Several frontier AI companies test their systems for dual-use cyber capabilities, such as vulnerability discovery and exploit development, that might be misused by threat actors. But what do these test results imply about the overall risk from cyberattacks? Answers to this question are needed to calibrate responses to cyber-AI capability progress, particularly in light of recent models’ considerable advances.

Currently, few published risk models explain how AI cyber capabilities might cause harm. We take an initial step toward filling this gap by developing an in-depth risk model for AI helping threat actors to develop data-damaging worms similar to WannaCry and NotPetya.
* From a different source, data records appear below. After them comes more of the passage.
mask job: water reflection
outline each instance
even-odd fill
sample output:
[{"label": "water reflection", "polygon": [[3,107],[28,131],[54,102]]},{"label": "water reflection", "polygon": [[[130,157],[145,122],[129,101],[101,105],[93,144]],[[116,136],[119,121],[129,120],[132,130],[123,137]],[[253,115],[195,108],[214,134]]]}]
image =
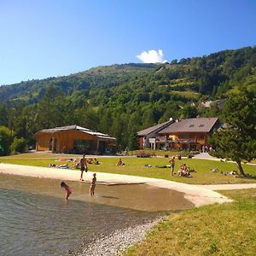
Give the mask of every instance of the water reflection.
[{"label": "water reflection", "polygon": [[145,185],[97,185],[90,197],[89,184],[68,184],[73,193],[67,201],[58,180],[0,174],[1,255],[68,254],[102,234],[155,218],[159,212],[147,211],[176,195]]}]

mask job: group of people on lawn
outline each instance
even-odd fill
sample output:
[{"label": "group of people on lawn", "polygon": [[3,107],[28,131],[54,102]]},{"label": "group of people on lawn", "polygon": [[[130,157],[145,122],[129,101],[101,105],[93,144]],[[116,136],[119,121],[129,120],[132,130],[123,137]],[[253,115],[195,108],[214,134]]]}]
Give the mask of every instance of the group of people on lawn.
[{"label": "group of people on lawn", "polygon": [[[175,166],[175,157],[172,156],[171,160],[169,160],[169,163],[171,165],[171,176],[174,176],[174,166]],[[191,174],[189,173],[190,170],[189,168],[186,166],[185,163],[183,163],[179,166],[179,170],[177,171],[177,175],[178,176],[184,176],[184,177],[192,177]]]}]

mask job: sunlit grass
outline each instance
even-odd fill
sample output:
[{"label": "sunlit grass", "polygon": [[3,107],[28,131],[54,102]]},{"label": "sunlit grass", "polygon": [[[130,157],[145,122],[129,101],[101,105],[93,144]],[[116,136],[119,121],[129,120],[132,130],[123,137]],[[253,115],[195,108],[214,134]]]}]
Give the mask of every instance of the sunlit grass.
[{"label": "sunlit grass", "polygon": [[[36,155],[37,154],[34,154]],[[23,154],[24,156],[25,154]],[[38,154],[38,156],[40,154]],[[44,155],[46,156],[46,154]],[[66,156],[65,161],[61,160],[64,157],[58,154],[55,158],[26,158],[21,155],[14,155],[11,157],[0,158],[0,161],[4,163],[26,165],[34,166],[48,167],[49,164],[62,165],[68,164],[72,166],[70,156]],[[73,155],[72,158],[75,156]],[[80,156],[77,156],[80,157]],[[88,165],[89,171],[96,172],[109,172],[117,174],[126,174],[134,176],[142,176],[148,177],[161,178],[191,184],[228,184],[228,183],[256,183],[255,179],[252,178],[239,178],[232,175],[223,175],[220,172],[230,172],[236,170],[235,163],[221,162],[208,160],[197,160],[183,158],[181,160],[176,160],[176,175],[171,177],[170,168],[157,168],[156,166],[167,166],[170,158],[164,157],[152,157],[152,158],[137,158],[137,157],[123,157],[125,163],[124,166],[117,166],[116,163],[119,157],[103,157],[98,158],[100,165]],[[188,166],[193,168],[196,172],[192,172],[192,177],[177,177],[178,166],[181,163],[186,163]],[[146,167],[145,165],[150,165],[152,167]],[[212,173],[211,168],[218,168],[218,172]],[[256,175],[256,166],[243,165],[246,173]]]}]

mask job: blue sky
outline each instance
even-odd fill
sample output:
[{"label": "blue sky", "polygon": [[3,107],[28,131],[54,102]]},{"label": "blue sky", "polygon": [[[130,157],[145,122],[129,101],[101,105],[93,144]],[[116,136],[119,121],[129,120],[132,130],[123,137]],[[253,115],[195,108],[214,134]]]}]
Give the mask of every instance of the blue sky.
[{"label": "blue sky", "polygon": [[256,1],[0,0],[0,32],[1,85],[253,46]]}]

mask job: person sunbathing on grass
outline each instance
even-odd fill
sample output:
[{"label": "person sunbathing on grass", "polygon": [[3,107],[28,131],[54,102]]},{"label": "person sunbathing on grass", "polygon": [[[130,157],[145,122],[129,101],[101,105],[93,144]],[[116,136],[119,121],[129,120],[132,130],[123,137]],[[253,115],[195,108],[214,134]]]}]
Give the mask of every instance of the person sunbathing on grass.
[{"label": "person sunbathing on grass", "polygon": [[180,165],[177,173],[178,173],[178,176],[180,176],[180,177],[181,176],[189,177],[192,177],[191,174],[189,173],[185,163]]},{"label": "person sunbathing on grass", "polygon": [[122,161],[121,159],[119,159],[119,160],[118,161],[118,163],[116,164],[118,166],[125,166],[125,164]]}]

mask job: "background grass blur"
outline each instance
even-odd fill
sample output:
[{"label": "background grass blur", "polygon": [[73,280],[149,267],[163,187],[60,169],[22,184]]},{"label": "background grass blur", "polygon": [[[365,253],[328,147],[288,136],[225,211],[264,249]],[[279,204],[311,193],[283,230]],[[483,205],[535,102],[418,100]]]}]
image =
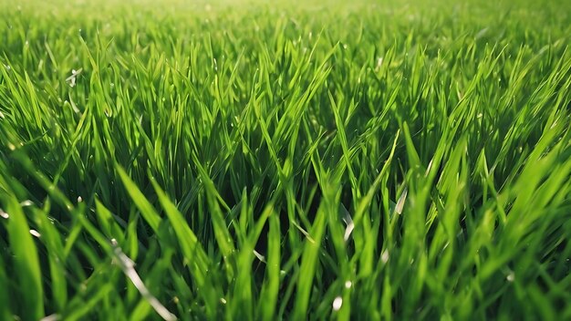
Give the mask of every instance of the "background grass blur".
[{"label": "background grass blur", "polygon": [[571,318],[571,5],[0,1],[0,318]]}]

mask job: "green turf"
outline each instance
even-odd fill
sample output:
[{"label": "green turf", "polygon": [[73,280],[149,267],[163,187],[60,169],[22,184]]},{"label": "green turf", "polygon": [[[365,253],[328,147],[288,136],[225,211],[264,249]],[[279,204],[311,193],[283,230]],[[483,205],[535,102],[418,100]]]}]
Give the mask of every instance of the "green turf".
[{"label": "green turf", "polygon": [[571,319],[568,2],[159,3],[0,1],[0,319]]}]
We identify the development of “elite exploits” that spread without user interaction, allow remote code execution with high privileges, and are effective against widely used software as the primary bottleneck to such worms. 

Drawing on historical case studies, a model that decomposes risk into threat-actor capability, willingness, and resulting damages, and a pilot survey of cybersecurity experts and high-performing forecasters, we conclude that if frontier AI were to enable a quarter of moderately skilled actors to develop elite exploits, the marginal economic damage from data-damaging worms would plausibly run to billions of dollars per year. Conditional on this capability being widely available, respondents' median estimate of the probability of at least one worm attack causing $10 billion or more in 2026 roughly tripled, and median total annual expected damages rose two- to fivefold, to tens of billions of dollars. 

These results provide a prima facie case that AI companies should evaluate for this capability and consider mitigations should it emerge – though experts disagreed about which release and safeguard policies would best reduce risk. All estimates carry high uncertainty given the small sample and the fragmentary underlying evidence. This work demonstrates a methodological approach for converting AI-cyber capability evaluations into risk assessments, while highlighting the continued need for better evidence and expert discussion to refine its assumptions.